In the five years since their introduction, transformer architectures have come to dominate the natural language processing research field. Recently, vision transformers (ViT) have also demonstrated their power and potential across a wide range of computer vision tasks. While the success of transformers is largely attributed to their unique self-attention (SA) mechanism, SA’s quadratic complexity over the number of visual tokens disadvantages transformers when handling high-resolution image inputs.
In the new paper Focal Modulation Networks, a Microsoft Research team proposes FocalNet (Focal Modulation Network), a simple and attention-free architecture designed to replace transformers’ SA module. FocalNets enable input-dependent token interactions for visual modelling and exhibit remarkable superiority compared to SA, opening a promising alternative avenue for effective and efficient visual modelling in real-world applications.


The paper first presents an analysis of window-wise attention and focal attention — current state-of-the-art SA methods — noting how the Swin Transformer’s simple window-shift strategy enables it to outperform ResNets across various vision tasks. Focal attention meanwhile was introduced to expand the receptive field by additionally aggregating summarized distanced visual tokens to enable the model to capture coarse-grained, long-range visual dependencies. Both methods however involve heavy aggregation between the query and a large number of spatially distributed tokens. This leads the researchers to ask: “Is there a more efficient and effective way than (hybrid) SA to model input-dependent long-range interactions?”
The team’s proposed method first aggregates contexts around each query, then modulates the query with the aggregated context. This enables input-dependent token interaction while significantly simplifying the process and making the interactions relatively lightweight. Moreover, it is possible to apply query-agnostic aggregations to generate summarized tokens at different levels of granularity. These summarized contexts can then be selectively aggregated according to the query content, and fused into the query vector.
Similar to focal attention, the proposed focal modulation method performs multiple levels of aggregation to capture fine- and coarse-grained visual contexts; but unlike focal attention, which extracts the summarized tokens at target locations followed by attention, focal modulation extracts at each query position and replaces the attention with a simple modulation. Replacing normal SA with the proposed method results in the simpler, attention-free FocalNet architecture.
The paper identifies several benefits of their proposed focal modulation approach:
- It can naturally leverage the built-in convolution operation for fast and translation invariant context encoding (or contextualization).
- It does not require window partitioning, positional embedding, separate heads and softmax etc., which allows fast adaptation to different resolutions and tasks.
- With a few stacked contextualization levels, it can rapidly capture a large effective receptive field, thus is more efficient for high-resolution image encoding than SA and focal attention models.
To validate FocalNet’s effectiveness, the team performed experiments on tasks such as image classification, object detection and segmentation.
In the evaluations, tiny- and base-model FocalNets achieved 82.3 percent and 83.9 percent top-1 accuracy, with comparable throughput compared to the Swin Transformer and double the throughput of the Focal Transformer, respectively. The proposed models also recorded top-1 accuracy of 86.5 percent and 87.3 percent on 224^2 and 384^2 square resolution when pretrained on ImageNet-22K, with a cost similar to Swin Transformer. In object detection on the COCO dataset, FocalNets achieved 46.1 and 49.0 box mean average precision (mAP) on Mask R-CNN 1x, surpassing Swin with a 3x schedule (46.0 and 48.5 box mAP). FocalNets also outperformed Swin on semantic separation tasks and demonstrated superior performance across model sizes when applied to monolithic architectures in ViTs.

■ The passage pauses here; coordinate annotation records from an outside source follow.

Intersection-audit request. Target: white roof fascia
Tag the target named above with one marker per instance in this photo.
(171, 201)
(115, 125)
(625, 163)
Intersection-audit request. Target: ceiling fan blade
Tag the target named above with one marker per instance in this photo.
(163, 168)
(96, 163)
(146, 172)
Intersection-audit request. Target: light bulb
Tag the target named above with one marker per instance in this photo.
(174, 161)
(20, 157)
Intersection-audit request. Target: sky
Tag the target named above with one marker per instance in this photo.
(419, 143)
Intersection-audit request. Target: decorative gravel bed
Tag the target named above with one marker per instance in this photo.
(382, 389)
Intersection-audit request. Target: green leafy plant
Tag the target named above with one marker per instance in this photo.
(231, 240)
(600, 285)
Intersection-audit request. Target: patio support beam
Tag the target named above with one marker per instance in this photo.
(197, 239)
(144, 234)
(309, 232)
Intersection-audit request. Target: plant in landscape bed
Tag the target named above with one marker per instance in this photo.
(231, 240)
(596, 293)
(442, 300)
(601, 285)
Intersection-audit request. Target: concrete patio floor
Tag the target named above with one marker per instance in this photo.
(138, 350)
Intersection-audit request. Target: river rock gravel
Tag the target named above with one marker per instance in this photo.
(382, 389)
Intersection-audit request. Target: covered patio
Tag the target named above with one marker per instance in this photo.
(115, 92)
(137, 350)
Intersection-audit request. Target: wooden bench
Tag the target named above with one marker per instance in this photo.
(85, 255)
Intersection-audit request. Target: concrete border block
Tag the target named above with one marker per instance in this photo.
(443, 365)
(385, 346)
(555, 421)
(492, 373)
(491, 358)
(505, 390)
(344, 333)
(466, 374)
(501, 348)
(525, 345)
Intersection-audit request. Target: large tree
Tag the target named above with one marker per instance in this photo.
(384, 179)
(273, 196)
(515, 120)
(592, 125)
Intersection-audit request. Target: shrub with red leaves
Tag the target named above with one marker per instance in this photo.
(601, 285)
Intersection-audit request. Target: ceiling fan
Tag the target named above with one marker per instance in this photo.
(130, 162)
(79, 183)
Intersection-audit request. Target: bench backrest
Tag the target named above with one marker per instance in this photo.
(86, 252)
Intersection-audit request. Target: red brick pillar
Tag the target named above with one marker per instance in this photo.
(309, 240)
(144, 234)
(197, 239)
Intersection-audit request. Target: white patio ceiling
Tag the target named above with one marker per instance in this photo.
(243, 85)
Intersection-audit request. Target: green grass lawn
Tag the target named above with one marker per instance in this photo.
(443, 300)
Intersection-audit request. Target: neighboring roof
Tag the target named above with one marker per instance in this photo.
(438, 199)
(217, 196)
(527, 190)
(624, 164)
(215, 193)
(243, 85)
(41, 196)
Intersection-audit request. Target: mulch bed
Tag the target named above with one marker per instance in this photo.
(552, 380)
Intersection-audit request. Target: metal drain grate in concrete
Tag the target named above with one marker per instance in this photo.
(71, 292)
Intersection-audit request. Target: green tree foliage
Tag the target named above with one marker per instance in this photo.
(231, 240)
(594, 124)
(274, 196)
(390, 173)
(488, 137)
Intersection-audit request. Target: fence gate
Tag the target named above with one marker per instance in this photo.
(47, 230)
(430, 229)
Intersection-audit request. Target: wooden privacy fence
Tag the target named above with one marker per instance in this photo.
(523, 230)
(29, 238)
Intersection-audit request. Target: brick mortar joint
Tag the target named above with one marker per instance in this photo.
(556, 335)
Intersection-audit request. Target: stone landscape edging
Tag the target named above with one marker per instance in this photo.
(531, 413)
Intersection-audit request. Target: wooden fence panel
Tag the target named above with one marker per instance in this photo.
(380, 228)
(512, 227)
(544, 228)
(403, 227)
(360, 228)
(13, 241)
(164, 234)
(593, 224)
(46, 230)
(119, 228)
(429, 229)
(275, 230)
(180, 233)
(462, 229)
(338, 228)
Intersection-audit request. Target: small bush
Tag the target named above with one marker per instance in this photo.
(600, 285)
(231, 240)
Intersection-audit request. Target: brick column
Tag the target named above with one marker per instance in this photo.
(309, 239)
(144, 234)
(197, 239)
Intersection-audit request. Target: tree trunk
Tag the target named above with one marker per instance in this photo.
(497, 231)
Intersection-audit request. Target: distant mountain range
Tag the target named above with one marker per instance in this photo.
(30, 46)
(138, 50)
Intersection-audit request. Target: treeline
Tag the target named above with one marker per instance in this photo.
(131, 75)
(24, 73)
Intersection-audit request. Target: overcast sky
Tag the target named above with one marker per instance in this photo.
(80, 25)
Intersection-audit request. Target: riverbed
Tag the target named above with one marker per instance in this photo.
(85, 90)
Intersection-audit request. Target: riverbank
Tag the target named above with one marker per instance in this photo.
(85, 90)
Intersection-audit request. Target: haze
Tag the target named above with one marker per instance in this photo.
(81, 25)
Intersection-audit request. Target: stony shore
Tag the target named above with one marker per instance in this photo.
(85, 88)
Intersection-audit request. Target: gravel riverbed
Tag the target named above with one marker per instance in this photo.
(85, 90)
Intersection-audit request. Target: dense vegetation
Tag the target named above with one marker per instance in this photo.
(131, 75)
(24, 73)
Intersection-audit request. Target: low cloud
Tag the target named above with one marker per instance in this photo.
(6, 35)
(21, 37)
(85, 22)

Overall, the study shows that the proposed FocalNets can consistently and significantly outperform their state-of-the-art SA counterparts on a wide range of tasks and with comparable costs, validating focal modulation as a strong and promising alternative architecture for effective and efficient visual modelling.
The FocalNet code is available on the project’s GitHub. The paper Focal Modulation Networks is on arXiv.